Oil and gas giant Woodside Petroleum Limited (ASX: WPL) released its half year results to the market this morning. Despite an ugly fall in sales and profits, Woodside shares were up 3% to $29.34 at the time of writing.
Here's what you need to know:
- Sales revenues fell 22% to $2,305 million
- Net Profit After Tax fell 50% to $340 million
- Earnings per share fell 50% to 41 cents per share
- Dividends fell 48% to 34 cents per share
- Production rose 9% to 45.9 million barrels of oil equivalent ("mmboe")
- Production costs fell 38% to $5.2/barrel of oil equivalent ("boe")

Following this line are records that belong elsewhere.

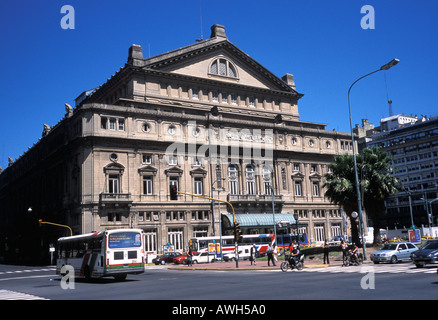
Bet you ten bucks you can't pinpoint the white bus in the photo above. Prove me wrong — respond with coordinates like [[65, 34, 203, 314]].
[[56, 229, 144, 280]]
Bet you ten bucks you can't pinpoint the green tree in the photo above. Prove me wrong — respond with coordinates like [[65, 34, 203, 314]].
[[323, 147, 402, 245], [357, 147, 403, 245], [323, 154, 360, 243]]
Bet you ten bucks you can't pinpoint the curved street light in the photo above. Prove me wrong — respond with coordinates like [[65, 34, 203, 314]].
[[348, 59, 400, 260]]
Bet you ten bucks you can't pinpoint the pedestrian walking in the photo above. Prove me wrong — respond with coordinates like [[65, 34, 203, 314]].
[[249, 243, 257, 265], [266, 244, 275, 267], [322, 240, 330, 264], [187, 247, 193, 267], [272, 244, 278, 263], [341, 239, 347, 261]]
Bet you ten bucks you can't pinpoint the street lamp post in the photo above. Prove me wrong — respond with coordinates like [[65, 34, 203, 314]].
[[269, 184, 277, 245], [348, 59, 400, 260]]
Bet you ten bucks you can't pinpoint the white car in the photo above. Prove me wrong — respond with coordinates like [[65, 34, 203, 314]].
[[192, 252, 220, 264], [371, 242, 418, 263]]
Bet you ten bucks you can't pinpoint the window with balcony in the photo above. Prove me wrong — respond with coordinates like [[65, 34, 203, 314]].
[[143, 176, 153, 195], [245, 165, 256, 194], [193, 177, 203, 195], [210, 58, 237, 78], [228, 165, 239, 195], [108, 174, 120, 193]]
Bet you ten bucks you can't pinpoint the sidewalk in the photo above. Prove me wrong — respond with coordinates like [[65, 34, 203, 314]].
[[166, 259, 350, 271]]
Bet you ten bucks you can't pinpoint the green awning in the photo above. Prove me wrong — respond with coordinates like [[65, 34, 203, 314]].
[[223, 213, 296, 228]]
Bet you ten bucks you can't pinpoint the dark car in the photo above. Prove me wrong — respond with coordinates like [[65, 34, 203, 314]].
[[412, 240, 438, 268], [173, 254, 187, 264], [152, 252, 181, 265]]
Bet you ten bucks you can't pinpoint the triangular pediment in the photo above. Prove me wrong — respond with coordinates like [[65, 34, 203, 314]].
[[144, 38, 296, 93]]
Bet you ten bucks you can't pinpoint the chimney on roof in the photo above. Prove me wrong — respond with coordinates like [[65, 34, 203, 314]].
[[281, 73, 297, 90], [210, 24, 227, 38], [128, 44, 143, 66]]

- Gearing* rose from 19.9% to 22.5% as a result of higher total debt
- Full year production outlook rose from 86-93mmboe to 90-95mmboe
Gearing = net debt divided by (net debt + equity)
So What?
Like fellow producer Santos Ltd (ASX: STO), Woodside's profits were impacted by falls in the prices of its key commodities – falls which took a while to work their way through to the bottom line because of time lags in the delivery contracts. Although it's common to refer to Woodside as an oil/gas company, it's mostly a gas business and LNG prices at the company's two biggest projects fell 27% and 37% respectively.
The aligned chart demonstrates where Woodside sits in realised price and unit cost terms compared to its peers – quite a favourable position. Although debt increased due to recent acquisitions, Woodside's gearing of 22% remains well within the 30% limit defined by management, and allows plenty of funding for acquisitions.
Now What?
In the near term Woodside has a number of fields commencing production out to 2020, while the company also appears to have an eye for earnings accretive acquisitions. Most acquisitions are likely to be under $1 billion, with management believing these offer better value than big buys like the failed Oil Search Limited (ASX: OSH) bid a while back.
I noted a little while ago that oil/gas producers were starting to talk about a potential global gas shortage from 2020 due to the amount of projects that have been deferred in the current low price environment. Woodside has a pretty chart showing forecast supply and demand over the next two decades.
Whether you buy into the picture painted by that chart or not, if there is a shortage Woodside is in a better position to benefit than most as the company is cashed up and can make acquisitions. This is a stark contrast to more debt-laden competitors. 85%-90% of Woodside's 2017-2018 production is already committed under contracts, which provides a degree of certainty to earnings (likely to be similar to this year).
The company retains some flexibility due to keeping some volumes available for spot-trading but as it was with the downturn, I expect Woodside will be slower than some other businesses to benefit from an upturn in prices (should one occur). I was also interested to note that Woodside is looking at stimulating demand by using LNG as a transport fuel – an interesting opportunity given the proximity of its LNG plants to two of the world's largest ports by tonnage. I don't expect much to come of it in the near term, but it could be a nice little side-earner, with eventual tailwinds to demand if more transporters adopt LNG.
As a result of its strong balance sheet and sterling assets, it's hard to go past Woodside Petroleum if you're chasing exposure to the gas industry.